Les jours où la Suisse livrait des avions Pilatus à la junte militaire birmane qui les transformait et les utilisait pour tirer sur les Karen, tribu insoumise dans le nord-est du pays, sont du passé. Tout comme la période où une multinationale suisse de lingerie exploitait un site de production sur un terrain de l’armée.

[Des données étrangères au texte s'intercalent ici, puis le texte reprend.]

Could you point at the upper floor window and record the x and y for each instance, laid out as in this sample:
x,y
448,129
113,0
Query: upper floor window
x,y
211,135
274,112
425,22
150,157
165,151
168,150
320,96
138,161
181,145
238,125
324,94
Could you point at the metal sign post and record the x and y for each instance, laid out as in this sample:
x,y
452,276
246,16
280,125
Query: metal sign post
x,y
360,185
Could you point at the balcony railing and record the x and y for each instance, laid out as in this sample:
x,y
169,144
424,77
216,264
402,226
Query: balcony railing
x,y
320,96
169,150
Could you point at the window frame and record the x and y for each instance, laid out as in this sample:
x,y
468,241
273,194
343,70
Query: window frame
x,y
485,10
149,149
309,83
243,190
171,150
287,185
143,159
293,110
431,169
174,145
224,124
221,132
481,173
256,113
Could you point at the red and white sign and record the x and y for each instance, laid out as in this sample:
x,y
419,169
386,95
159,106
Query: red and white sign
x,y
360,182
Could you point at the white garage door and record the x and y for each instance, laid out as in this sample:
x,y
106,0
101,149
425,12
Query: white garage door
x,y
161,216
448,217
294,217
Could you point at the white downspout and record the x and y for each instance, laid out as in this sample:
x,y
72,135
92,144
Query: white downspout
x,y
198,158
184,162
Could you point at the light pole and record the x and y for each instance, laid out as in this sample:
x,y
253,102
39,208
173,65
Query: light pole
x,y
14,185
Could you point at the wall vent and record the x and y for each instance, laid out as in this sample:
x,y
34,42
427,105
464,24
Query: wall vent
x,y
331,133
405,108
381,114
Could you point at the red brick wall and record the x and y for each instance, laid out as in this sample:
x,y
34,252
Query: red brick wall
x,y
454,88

Une nouvelle ère a commencé depuis deux ans. Le pays s’ouvre politiquement et économiquement. Pour les investisseurs étrangers, c’est la ruée. «Pas moins de 65 missions commerciales de grands pays ont été menées en Birmanie depuis le début de l’année», explique Barbara Möckli-Schneider, responsable de la division Myanmar à la Chambre de commerce Suisse-Birmanie. Dès ce vendredi, elle dirige en personne une délégation d’une trentaine de représentants de petites, moyennes et grandes entreprises suisses, toutes branches confondues, dans la capitale économique birmane. «Nous allons rencontrer des responsables politiques et économiques, poursuit-elle, enthousiaste. L’intérêt est là et ce pays nous offre des opportunités illimitées. Notre première mission en novembre 2011 était déjà un grand succès.»

Prudence

Barbara Möckli-Schneider entrevoit des opportunités dans tous les domaines: infrastructures, alimentation, finance, hôtellerie, énergie, mines. «Les hommes d’affaires birmans réclament vivement des offres de marchandises et des services autres que chinois», rapporte-t-elle. Ses interlocuteurs veulent aussi que les entreprises suisses participent au succès de deux manifestations internationales que le pays s’est engagé à organiser: les Jeux de l’Asie du Sud-Est en 2013 et le Sommet de l’Asean en 2014. L’Aéroport de Zurich s’intéresse au projet de construction d’un nouvel aéroport à Rangoon.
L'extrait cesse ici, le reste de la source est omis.